Two more Penticton pot shops’ business licences up in smoke

City council has now snuffed out the business licences for two more medical marijuana dispensaries.

Following a pair of special appeal hearings Monday night, council voted by identical 5-2 tallies to cancel the licences for Avitas Pharmaco and Green Essence.

“I have such a struggle here, because – without disclosing fully – I know of people who have benefited immensely from medical cannabis,” said Coun. Campbell Watt, who spoke in favour of the cancellations.

“This, unfortunately and truthfully, is about our business licensing, and we don’t have a fit yet.”

Coun. Tarik Sayeed, who cast one of the dissenting votes, compared the prohibition of marijuana to a ban on same-sex marriages or abortions.

“The fact is, it’s illegal because we’re keeping it illegal,” he said.

Mayor Andrew Jakubeit, who registered the other vote in opposition, argued in favour of letting the dispensaries continue operating until city staff delivers a report to council in September that’s expected to make recommendations and outline how other communities have dealt with the issue.

Due to “the fact that we are going to be discussing this again in about a month’s time, “I’d be happy to sort of continue with the status quo,” said Jakubeit.

Avitas Pharmaco owner Robert Kay was of a like mind, and asked council unsuccessfully for a temporary operating permit that would allow him to stay in business, “without feeling like we’re criminals,” until such time as the city creates bylaws to regulate marijuana dispensaries. He also offered to help craft the new rules.

“It is imperative to have regulations put in place. It is imperative to have the community know what we’re doing,” added Kay, who also operates compassion clubs in Vernon and Kelowna.

“And we need to be part of that, because we’re the experts.”

His shop opened at 150-1636 Main Street in November 2015, but temporarily shut down in August while awaiting the outcome of the appeal hearing.

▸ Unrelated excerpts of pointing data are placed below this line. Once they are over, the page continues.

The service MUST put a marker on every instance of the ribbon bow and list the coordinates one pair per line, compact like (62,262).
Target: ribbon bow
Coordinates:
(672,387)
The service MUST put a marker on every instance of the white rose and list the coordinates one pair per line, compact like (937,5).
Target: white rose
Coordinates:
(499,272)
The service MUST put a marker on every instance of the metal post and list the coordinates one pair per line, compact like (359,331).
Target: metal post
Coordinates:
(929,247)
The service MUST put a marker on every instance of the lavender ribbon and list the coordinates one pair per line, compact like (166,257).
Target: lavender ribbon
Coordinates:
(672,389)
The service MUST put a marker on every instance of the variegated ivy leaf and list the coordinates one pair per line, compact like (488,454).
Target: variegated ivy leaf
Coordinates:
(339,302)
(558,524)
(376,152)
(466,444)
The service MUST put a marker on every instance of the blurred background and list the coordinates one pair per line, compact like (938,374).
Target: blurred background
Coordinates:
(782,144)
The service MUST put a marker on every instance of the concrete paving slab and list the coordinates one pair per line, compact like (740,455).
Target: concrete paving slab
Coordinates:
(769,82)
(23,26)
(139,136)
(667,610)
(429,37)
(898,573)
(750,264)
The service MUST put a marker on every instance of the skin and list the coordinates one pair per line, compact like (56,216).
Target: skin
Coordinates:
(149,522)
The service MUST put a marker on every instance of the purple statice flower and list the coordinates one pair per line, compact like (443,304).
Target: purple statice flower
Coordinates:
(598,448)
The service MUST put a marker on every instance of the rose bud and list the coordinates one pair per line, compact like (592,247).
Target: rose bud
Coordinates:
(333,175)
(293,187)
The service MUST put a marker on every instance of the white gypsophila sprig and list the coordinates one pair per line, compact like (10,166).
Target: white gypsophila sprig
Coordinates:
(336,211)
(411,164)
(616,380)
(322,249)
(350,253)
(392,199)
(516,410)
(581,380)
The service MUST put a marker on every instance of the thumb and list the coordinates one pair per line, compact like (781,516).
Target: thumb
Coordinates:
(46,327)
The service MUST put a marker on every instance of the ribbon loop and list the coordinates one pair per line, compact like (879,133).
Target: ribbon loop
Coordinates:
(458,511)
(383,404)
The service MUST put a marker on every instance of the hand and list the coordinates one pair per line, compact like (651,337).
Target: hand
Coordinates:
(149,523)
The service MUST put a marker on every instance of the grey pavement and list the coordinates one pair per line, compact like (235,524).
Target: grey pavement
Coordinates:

Green Essence owner Melissa Oslowy began selling marijuana at 409 Martin Street in June and just a few weeks later received a notice of suspension.

She, too, would welcome regulations and help build them.

“We simply want to operate our business in co-operation with the City of Penticton,” said Oslowy, who suggested she may now move her shop to a more marijuana-friendly community.

Council in July also cancelled the business licence for the Rush In and Finish Café marijuana dispensary on Westminster Avenue, although the owner told The Herald last week he is still operating in the face of weekly fines.

Municipalities across Canada are struggling to get a grip on marijuana dispensaries, which have sprouted up in the wake of pending changes to the country’s drug laws. The federal government has pledged to introduce legislation next year to begin the process of legalizing the recreational use of the drug.